Tutorial

6 min read

Observability using Grafana - lessons learned

Introduction

At GetInData, we understand the value of full observability across our application stacks.

In this article we will share with you our experience from running observability stacks on kubernetes hosted on public clouds and on premise environments. All presented with interesting use cases.

Continuous improvement

Each new implementation provides valuable experience which we use to improve the next one.

This allows us to continuously extend our stack to be more efficient, flexible and robust.

Implementations

Currently, more than half of GetInData active projects are those where we manage observability stacks completely, meaning we design, implement and maintain the monitoring, logging and tracing of our application stacks:

getindata-cloud-on-prem

getindata-technologies-observability

Lessons learned

Now, let’s talk about some interesting use cases we have encountered along the way.

We will divide them into the following areas: deployment, operation and performance.

Deployment

How should you deploy your monitoring solution properly?

✅ Thanos for highly available multi-cluster prometheus deployments

A single pane of glass for all your prometheus deployments? Yes, it’s possible!
Thanos can integrate multiple prometheus instances without any additional components.

But there is more:

it is 100% compatible with Prometheus API - no Grafana dashboards changes!
it can provide unlimited retention of historical data with downsampling capabilities
it supports all major object storage engines

✅ Choose reliable, feature reach tools able to support multiple architectures

But what does it mean exactly?
There are plenty of tools out there but as always, some of them are better than others.
Based on our experience, we recommend our version of LGTM stack:

L for logging using Loki
G for visualization using Grafana
T for tracing using Tempo
M for metrics using Prometheus

The Grafana users community is one of the largest out there for a reason:

it provides single pane of glass for metrics, logs, tracing andalerts
it supports all major data sources and of course, you can add custom ones
it supports all major federated user authentication standards
it can be easily deployed in a variety of configurations

Operation

How should you operate and/or upgrade your monitoring solution correctly?

✅ Configuration changes should be verified and applied automatically

Making your configuration changes a part of your CI/CD pipeline is highly recommended.

Tasks to consider for your CI/CD pipeline are:

static code analysis
automatic documentation
security vulnerabilities scanning for container images
cloud cost changes before deployment
automatic deployment after successful verification

This way you can focus on the real value of your changes instead of wasting time on manual verification and applying your code.

✅ Storage class with ReadWriteMany access mode (RWX) highly recommended

For example, Grafana publishes a new minor version every two weeks.

Having the possibility to continuously upgrade your apps without downtime is crucial.

In the kubernetes world, the storage class access mode heavily impacts this upgrade process.
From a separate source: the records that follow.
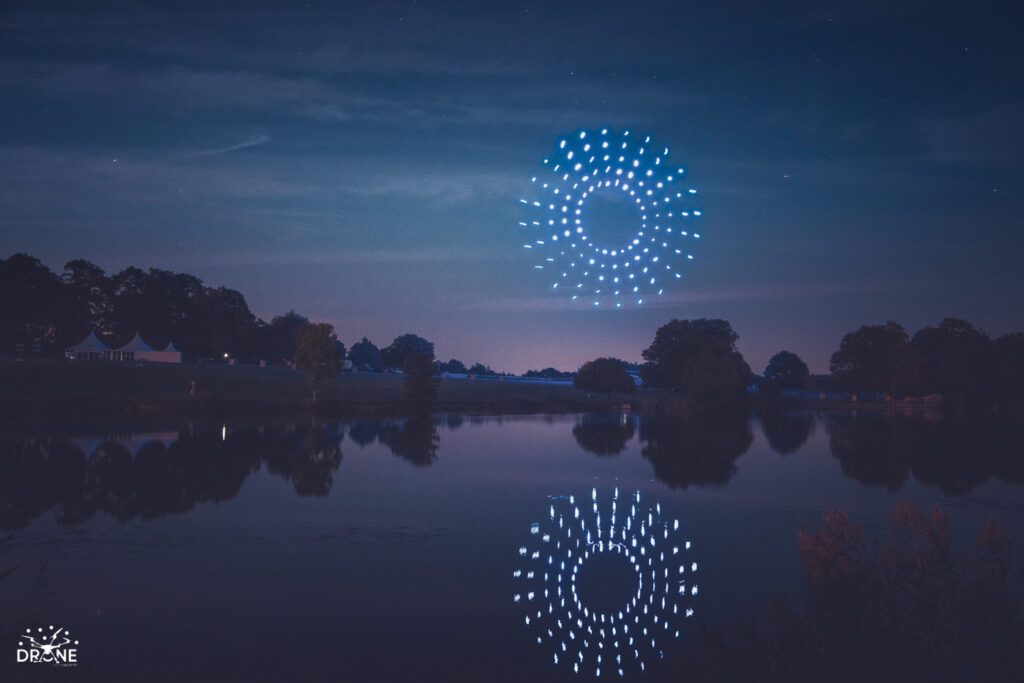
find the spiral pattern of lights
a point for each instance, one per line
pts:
(557, 230)
(613, 642)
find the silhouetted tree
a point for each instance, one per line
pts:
(877, 358)
(915, 605)
(551, 374)
(421, 378)
(955, 359)
(404, 346)
(697, 356)
(454, 366)
(480, 369)
(34, 306)
(90, 292)
(316, 354)
(283, 335)
(366, 354)
(604, 376)
(788, 371)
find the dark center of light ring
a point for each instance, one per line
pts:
(600, 580)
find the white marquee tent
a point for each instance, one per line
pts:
(91, 348)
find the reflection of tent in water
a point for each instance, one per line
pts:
(133, 442)
(91, 348)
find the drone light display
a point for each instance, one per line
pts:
(617, 641)
(585, 266)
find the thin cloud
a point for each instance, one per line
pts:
(245, 144)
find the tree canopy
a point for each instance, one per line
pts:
(316, 353)
(698, 356)
(366, 354)
(604, 376)
(877, 358)
(954, 357)
(788, 371)
(421, 377)
(402, 347)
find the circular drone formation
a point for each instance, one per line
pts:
(603, 161)
(612, 641)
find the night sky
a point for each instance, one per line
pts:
(856, 163)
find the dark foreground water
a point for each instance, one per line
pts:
(515, 549)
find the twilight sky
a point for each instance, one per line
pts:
(361, 163)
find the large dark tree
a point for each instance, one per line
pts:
(366, 354)
(34, 306)
(421, 378)
(788, 371)
(165, 304)
(218, 322)
(316, 354)
(128, 305)
(877, 358)
(283, 335)
(697, 356)
(454, 366)
(955, 358)
(90, 292)
(604, 376)
(404, 346)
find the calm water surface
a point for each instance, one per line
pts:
(422, 549)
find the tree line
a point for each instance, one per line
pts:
(698, 356)
(952, 358)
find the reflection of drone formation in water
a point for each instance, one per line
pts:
(617, 640)
(559, 230)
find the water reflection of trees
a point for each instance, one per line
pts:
(910, 608)
(695, 450)
(415, 439)
(604, 433)
(786, 431)
(38, 474)
(954, 455)
(173, 474)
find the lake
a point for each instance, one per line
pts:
(540, 548)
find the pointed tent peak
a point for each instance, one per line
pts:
(136, 344)
(91, 343)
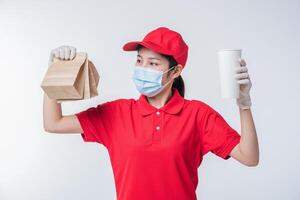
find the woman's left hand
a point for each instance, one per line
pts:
(243, 79)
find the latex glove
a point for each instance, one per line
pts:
(244, 81)
(63, 52)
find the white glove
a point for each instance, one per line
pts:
(63, 52)
(243, 79)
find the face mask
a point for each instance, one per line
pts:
(149, 81)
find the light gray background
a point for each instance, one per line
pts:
(38, 165)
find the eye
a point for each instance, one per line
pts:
(152, 63)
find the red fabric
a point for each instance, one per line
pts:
(150, 163)
(163, 40)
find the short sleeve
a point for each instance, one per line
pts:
(97, 123)
(217, 135)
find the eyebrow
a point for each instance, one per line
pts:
(150, 57)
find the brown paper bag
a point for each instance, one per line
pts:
(85, 84)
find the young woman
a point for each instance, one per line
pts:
(157, 142)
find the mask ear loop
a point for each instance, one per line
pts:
(170, 79)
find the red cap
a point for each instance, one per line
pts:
(165, 41)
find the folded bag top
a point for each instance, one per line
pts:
(64, 79)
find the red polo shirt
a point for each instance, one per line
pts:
(155, 153)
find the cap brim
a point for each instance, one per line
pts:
(131, 46)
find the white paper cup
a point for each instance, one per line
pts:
(228, 61)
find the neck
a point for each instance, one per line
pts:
(162, 98)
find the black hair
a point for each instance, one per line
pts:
(178, 81)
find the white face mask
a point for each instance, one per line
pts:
(149, 81)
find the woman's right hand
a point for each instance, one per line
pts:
(63, 52)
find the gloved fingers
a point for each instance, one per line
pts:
(242, 62)
(241, 69)
(72, 52)
(67, 53)
(243, 81)
(241, 75)
(56, 52)
(62, 53)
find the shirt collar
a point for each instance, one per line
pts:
(173, 106)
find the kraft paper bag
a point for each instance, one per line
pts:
(90, 90)
(69, 80)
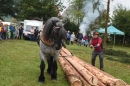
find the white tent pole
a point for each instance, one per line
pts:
(123, 40)
(114, 41)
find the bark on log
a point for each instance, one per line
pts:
(72, 77)
(85, 73)
(105, 78)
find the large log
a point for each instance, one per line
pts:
(85, 73)
(105, 78)
(71, 76)
(64, 61)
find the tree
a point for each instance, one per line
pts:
(76, 11)
(8, 7)
(121, 20)
(43, 9)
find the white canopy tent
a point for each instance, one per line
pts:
(112, 30)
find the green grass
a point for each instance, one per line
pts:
(19, 64)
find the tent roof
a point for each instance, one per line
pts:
(111, 30)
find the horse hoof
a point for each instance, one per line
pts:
(41, 79)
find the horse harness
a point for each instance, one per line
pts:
(47, 42)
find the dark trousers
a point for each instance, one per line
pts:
(94, 55)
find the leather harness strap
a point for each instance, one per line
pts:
(47, 42)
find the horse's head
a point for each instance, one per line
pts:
(58, 34)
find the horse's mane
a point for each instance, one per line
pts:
(54, 21)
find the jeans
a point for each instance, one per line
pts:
(100, 58)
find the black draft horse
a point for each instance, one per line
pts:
(51, 41)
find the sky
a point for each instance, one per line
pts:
(113, 4)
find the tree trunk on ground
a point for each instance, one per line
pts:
(102, 76)
(84, 72)
(69, 71)
(63, 61)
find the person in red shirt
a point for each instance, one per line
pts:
(96, 43)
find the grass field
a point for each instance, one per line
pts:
(19, 64)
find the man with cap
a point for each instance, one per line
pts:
(96, 43)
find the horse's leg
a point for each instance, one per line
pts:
(42, 67)
(49, 61)
(54, 71)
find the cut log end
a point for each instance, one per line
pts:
(119, 83)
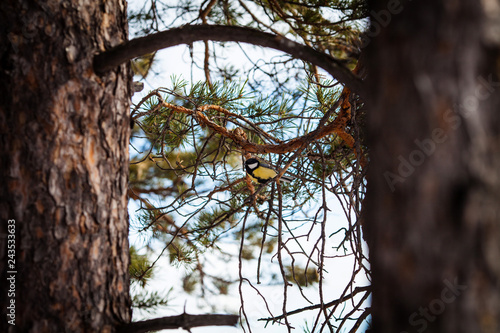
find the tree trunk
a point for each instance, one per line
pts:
(64, 167)
(433, 200)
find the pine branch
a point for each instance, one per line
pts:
(190, 33)
(185, 321)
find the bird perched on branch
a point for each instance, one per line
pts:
(261, 172)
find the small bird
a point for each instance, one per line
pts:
(261, 172)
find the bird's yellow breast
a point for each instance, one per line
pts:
(264, 173)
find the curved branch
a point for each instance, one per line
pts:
(191, 33)
(185, 321)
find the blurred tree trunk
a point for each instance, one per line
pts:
(63, 166)
(433, 201)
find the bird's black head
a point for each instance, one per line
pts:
(251, 164)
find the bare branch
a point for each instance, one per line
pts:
(191, 33)
(184, 320)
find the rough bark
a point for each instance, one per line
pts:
(64, 165)
(432, 206)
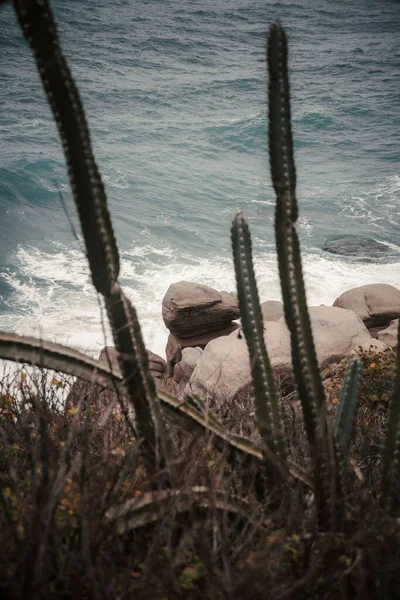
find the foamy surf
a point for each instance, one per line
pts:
(52, 296)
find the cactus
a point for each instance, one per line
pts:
(151, 506)
(266, 399)
(391, 463)
(346, 410)
(305, 364)
(190, 415)
(39, 28)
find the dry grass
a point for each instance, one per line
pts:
(61, 469)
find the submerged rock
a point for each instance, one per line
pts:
(357, 247)
(191, 309)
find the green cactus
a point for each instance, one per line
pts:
(268, 411)
(391, 462)
(305, 364)
(347, 407)
(39, 28)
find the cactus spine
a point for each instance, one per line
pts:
(305, 364)
(39, 28)
(391, 456)
(266, 399)
(347, 407)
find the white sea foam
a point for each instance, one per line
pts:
(53, 296)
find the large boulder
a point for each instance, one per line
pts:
(390, 335)
(175, 343)
(376, 304)
(222, 372)
(191, 309)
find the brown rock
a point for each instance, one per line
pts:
(184, 369)
(390, 335)
(272, 310)
(191, 309)
(222, 372)
(375, 304)
(157, 365)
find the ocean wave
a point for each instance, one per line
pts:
(52, 295)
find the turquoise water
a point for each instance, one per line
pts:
(175, 95)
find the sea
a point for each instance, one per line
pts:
(175, 93)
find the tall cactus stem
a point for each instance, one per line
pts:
(266, 399)
(391, 455)
(305, 364)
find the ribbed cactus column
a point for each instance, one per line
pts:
(305, 364)
(40, 31)
(266, 399)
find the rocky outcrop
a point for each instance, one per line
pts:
(192, 309)
(157, 365)
(184, 369)
(222, 372)
(389, 336)
(364, 249)
(272, 310)
(375, 304)
(175, 343)
(109, 356)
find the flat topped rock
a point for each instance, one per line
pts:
(358, 247)
(222, 372)
(376, 304)
(191, 309)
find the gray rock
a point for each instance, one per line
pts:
(375, 304)
(184, 369)
(157, 365)
(223, 370)
(357, 247)
(272, 310)
(390, 335)
(175, 343)
(191, 309)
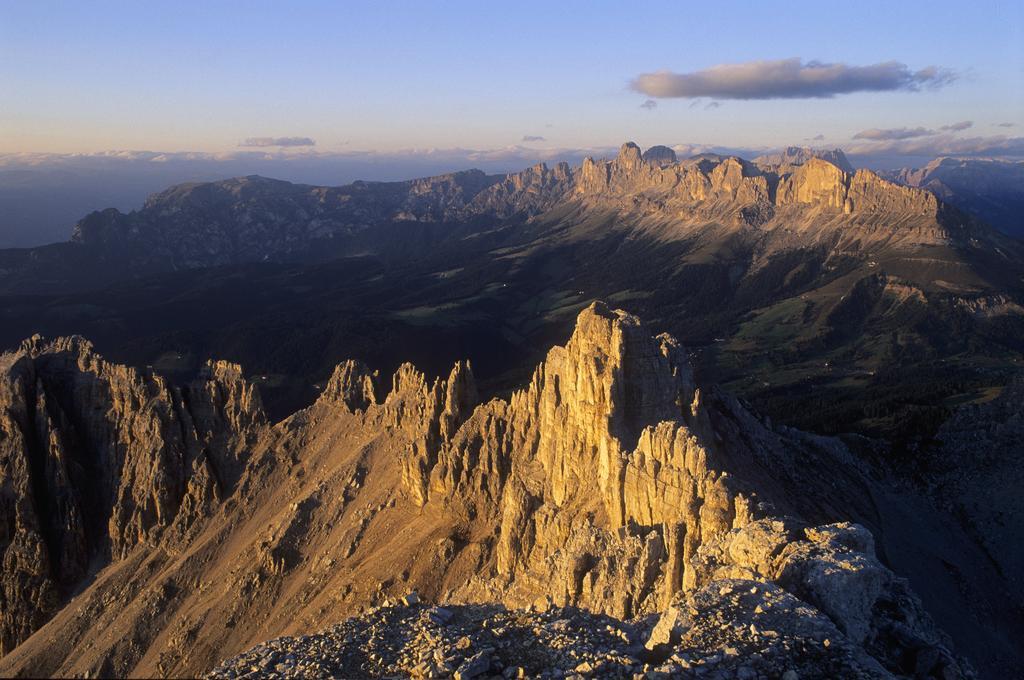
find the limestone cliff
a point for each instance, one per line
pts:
(611, 481)
(254, 219)
(98, 460)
As the name ReadWriteMany suggests: it supports read and write capabilities for multiple clients at the same time.

And this is exactly what will be needed during the rolling upgrade of your Grafana pods with previous and new versions: the ability to write to the same volume at the same time.

Another use case where storage class with ReadWriteMany capabilities is recommended is during kubernetes node failure. When this happens, kubernetes will try to reschedule your Grafana pod to another node together with the corresponding persistent volume.

Unfortunately, for storage classes without the RWX capability, your Grafana pod won’t be able to start as kubernetes will still see its persistent volume as being used.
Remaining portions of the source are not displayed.